Morphologically, ovarian epithelial tumors are classified into two groups with distinct molecular profiles (Table 15.4). Type I tumors include low grade serous carcinomas (LGSC), clear cell carcinoma (CCC), low and intermediate grade ovarian endometrioid carcinoma (OEC), and mucinous carcinoma. These tumors usually present at earlier stages, grow slowly and confined to the one or both ovaries. BRAF and KRAS somatic mutations are common molecular alterations in these tumors. Type II ovarian tumors include high grade ovarian serous carcinoma (HGOSC), high grade OEC, carcinosarcoma and poorly differentiated carcinomas. These tumors are aggressive with high metastatic potential at presentation. Approximately 80 % of HGSC exhibit TP53 mutation [124–126]. PIK3CA and RAS are other signaling pathways which have been found to be altered in 45 % of HGOSC [124]. Table 15.5 summarizes the most common molecular testing in ovarian tumors.

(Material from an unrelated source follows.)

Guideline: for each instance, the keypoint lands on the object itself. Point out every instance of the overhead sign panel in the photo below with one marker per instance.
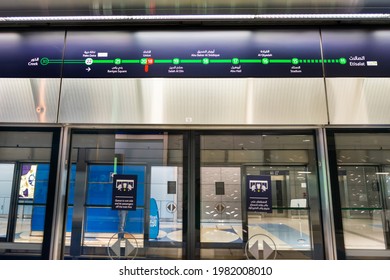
(356, 53)
(273, 53)
(26, 54)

TP53 (17p13.1), encoding the p53 (TP53) protein is the most common altered tumor suppressor gene in human neoplasms. P53 is a tetrameric transcription factor that regulates cell growth, death and DNA integrity by controlling several target genes [143]. TP53 mutations, tested by conventional mutational analysis or inferred from overexpression, or complete absence, of protein by IHC, are recognized in HGOSC. Sixty to seventy percent of HGOSC cases that have been tested by full TP53 (p53) gene sequencing harbor TP53 mutations [144]. In contrast, EOC, CCC, and mucinous carcinomas have a much lower incidence of TP53 mutations [145]. TP53 mutations have been reported in serous tubal intraepithelial carcinomas. This suggests that TP53 mutation is an early event in the development of HGOSC of the ovary, fallopian tube, and peritoneum [146]. Inactivation of the TP53 gene may be an important event for the initiation of serous cancers even in those cancers that appear to retain the wild type sequence or IHC staining. Other mechanisms which may lead to TP53 (p53) inactivation include promoter or splicing alterations. Inactivation of TP53 (p53) has been reported to be associated with resistance to cytotoxic therapy [147].